SPECIAL REPORT: Civil servants and MPs go without pay for a combined 8 months period

Somali National Army soldiers during a pass out parade in a past function. The soldiers claim they have not been paid for three months. Photo: courtesy

Civil servants and MPs have gone without salaries for a combined period of eight months, an investigation by Goobjoog News reveals.

The military and police too have not been paid for three months while lecturers at the National University who downed their tools this week have had to make do with a plain pay-slip five months.

Civils servants who sought anonymity told Goobjoog News they have not been paid six months salaries accruing from last year and a further two months- August and September this year. “We did not receive salaries for six months last year. This year, we have not been paid for the months of September and August. The government owes me around $10,000 and I hope the Prime Minister will keep his word,” a civil servant said.

CLEAR ALL ARREARS

Prime Minister Hassan Khaire announced Saturday his government would clear all outstanding debts owed to government employees and the disciplined forces by end year. “I want to categorically inform the Somali people wherever they maybe, on 31st December, 2017, any one working for the Somali government whether they are in the military or a civil servant will receive their salaries and the government will pay all its domestic debts from January to December,” the PM said.

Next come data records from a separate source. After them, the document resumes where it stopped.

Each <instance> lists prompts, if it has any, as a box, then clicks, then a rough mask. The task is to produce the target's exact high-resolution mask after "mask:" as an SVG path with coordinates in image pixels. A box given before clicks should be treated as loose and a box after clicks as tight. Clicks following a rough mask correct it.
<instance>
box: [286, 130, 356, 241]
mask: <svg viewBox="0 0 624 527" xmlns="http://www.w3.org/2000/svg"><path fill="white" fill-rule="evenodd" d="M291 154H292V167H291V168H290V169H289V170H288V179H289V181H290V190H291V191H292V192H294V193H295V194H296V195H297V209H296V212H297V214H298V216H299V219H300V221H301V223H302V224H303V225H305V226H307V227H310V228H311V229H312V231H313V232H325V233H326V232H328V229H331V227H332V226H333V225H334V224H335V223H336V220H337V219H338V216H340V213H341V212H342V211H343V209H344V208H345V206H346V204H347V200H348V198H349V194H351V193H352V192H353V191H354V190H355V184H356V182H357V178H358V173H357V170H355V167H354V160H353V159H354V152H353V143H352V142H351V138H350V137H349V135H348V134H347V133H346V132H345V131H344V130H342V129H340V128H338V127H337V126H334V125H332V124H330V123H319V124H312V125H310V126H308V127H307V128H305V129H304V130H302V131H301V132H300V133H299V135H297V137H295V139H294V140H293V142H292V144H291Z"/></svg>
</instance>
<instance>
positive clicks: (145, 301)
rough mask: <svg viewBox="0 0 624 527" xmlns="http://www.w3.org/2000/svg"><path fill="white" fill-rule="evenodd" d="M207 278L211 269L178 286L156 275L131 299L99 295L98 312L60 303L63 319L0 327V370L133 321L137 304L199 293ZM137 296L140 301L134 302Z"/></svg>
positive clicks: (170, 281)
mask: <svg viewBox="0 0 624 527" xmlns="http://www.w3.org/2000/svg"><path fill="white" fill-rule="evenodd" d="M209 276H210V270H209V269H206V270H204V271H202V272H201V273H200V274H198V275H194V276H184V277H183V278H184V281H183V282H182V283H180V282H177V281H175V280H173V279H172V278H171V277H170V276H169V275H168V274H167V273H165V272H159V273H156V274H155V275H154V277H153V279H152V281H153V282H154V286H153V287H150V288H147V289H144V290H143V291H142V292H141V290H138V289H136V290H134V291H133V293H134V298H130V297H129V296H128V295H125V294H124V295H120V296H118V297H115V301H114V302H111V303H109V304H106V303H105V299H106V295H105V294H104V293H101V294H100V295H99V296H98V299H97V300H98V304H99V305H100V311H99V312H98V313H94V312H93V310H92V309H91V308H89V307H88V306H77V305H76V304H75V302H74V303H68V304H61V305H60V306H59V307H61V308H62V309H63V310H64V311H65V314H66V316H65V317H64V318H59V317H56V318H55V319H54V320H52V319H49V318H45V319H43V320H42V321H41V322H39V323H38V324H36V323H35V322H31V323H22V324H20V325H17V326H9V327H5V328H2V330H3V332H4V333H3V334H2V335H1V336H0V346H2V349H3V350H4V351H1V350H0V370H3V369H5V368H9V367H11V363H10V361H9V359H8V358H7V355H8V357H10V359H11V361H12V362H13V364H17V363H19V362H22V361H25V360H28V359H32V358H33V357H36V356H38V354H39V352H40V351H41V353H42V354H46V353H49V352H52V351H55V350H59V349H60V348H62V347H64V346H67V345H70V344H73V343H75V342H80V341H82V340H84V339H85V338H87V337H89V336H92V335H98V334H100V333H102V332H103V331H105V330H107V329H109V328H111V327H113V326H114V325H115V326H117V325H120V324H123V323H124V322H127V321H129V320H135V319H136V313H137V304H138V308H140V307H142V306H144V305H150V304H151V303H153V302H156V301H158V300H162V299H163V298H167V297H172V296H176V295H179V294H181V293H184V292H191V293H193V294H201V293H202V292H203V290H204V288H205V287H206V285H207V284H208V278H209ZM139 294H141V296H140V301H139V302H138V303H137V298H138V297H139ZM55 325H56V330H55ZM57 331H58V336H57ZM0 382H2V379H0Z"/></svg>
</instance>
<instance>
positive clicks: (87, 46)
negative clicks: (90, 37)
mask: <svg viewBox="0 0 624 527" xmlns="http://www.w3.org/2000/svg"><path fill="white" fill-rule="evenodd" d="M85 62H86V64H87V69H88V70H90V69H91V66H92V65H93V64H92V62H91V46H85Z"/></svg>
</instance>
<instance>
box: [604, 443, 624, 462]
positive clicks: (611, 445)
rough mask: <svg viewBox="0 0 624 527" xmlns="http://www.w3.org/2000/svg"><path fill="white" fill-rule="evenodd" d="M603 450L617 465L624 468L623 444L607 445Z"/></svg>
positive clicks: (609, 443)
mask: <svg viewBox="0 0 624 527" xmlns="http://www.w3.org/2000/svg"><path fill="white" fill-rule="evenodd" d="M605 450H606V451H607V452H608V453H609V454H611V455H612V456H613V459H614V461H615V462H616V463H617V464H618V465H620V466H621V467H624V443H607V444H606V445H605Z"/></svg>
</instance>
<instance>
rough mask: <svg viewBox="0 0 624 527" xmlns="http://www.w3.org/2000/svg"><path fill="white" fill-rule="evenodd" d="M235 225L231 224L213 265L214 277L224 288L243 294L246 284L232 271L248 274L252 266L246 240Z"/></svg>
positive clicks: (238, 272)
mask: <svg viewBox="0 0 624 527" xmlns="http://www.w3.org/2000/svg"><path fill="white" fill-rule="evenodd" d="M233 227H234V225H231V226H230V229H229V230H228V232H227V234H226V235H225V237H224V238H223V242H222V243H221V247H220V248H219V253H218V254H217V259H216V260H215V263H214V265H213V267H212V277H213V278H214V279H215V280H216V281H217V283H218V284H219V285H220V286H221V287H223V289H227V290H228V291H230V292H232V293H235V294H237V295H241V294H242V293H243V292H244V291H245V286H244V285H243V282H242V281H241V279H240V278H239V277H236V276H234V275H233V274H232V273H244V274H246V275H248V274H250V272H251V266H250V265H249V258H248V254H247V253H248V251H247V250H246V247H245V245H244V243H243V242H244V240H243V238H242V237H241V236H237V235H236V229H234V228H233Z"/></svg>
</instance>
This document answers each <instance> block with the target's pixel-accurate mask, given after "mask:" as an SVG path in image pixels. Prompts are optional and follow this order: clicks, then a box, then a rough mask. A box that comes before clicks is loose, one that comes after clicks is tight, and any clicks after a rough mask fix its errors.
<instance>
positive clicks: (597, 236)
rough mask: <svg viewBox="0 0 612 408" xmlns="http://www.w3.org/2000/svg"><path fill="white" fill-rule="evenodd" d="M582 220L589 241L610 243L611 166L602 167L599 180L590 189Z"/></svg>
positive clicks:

A member of parliament who also did not want to be named said they had not received salaries for six months in the 9th parliament which ended early this year. “We have six months arrears from the last parliament and two months for this one,’ the lawmaker said noting he remains optimistic the government will clear the debt.

The government has been struggling to clear domestic debts which the IMF said last month had increased numerous times over what it termed as budgetary allocations based on unrealistic revenue expectations or grants.

The lender which echoed a similar observation by the World Bank in its Second Economic Update for Somalia August called on Somalia to spend within its means.

NATIONAL BUDGET

Parliament endorsed a $267, 577, 964 budget for the fiscal period 2017 in May. Out of this, the government estimated domestic revenue stands at $164,705,501 while total external grants totaled $102,872,464. According to the Accountant General’s June 2017 report, domestic revenue was $10,238,930 against external grant of $4,710,582. Government expenditure in the same period was $18,233,439 with a majority of these, $11,848,185 going to salaries. All expenditure calculated for the month of June occasioned a negative $3.3 million financing gap.

Salaries to 47 government departments with the support of the World Bank totaled $2.9 million, the Accountant General’s July 16, 2017 report reads.

According the 2017 Appropriations Act, the Federal Government has total of 5,526 employees with the majority at grade A (2502) followed by grade B (1527) while grade C is the least with 995 employees. This means the bulk of salaries go to the grade A group whose monthly pay start from $700.

The government will need an average of $6.6 million to offset salary arrears for the 275 MPs over the eight month period. A member of parliament takes home $3,000 per month.

UNREALISTIC TARGET

Bashir Abdi an economist says the Prime Minister’s pledge is unrealistic noting the meagre resources at the government’s exposure cannot allow it to spend it all clearing debts.

“The current government can afford to clear salaries for the remaining two months but cannot clear all the balances for the whole year. For example, government workers are estimated to be around 10,000. If you enquire from them, they will tell you that they have not received salaries for at least 5 or 6 months. Grade A employees with a degree gets $700 per month and in six months that adds to $4,200. That’s quite a huge expense for the government,” said Abdi.

WORLD BANK SUPPORT

The Ministry of Finance June 2016 report on the Recurrent Costs and Reform Financing (RCRF), a World Bank supported project aimed at supporting operational payroll and payment system for the non-security sectors estimates overall civil servants payroll expenses since the inception of the project in 2015 at $47,219,417. The project has since paid $25,776,145 translating to 54.58% of salaries cost in 2015-2017, the report says.

Goobjoog News has also established employees hired by the current administration have gone without salaries some since they started early in the year. New civil servants in various government ministries told Goobjoog News they were yet to receive any salaries. “We understand our salaries were not factored in the current national budget so we haven’t had any salaries. We have been told however we will get all our salaries by January [2018].”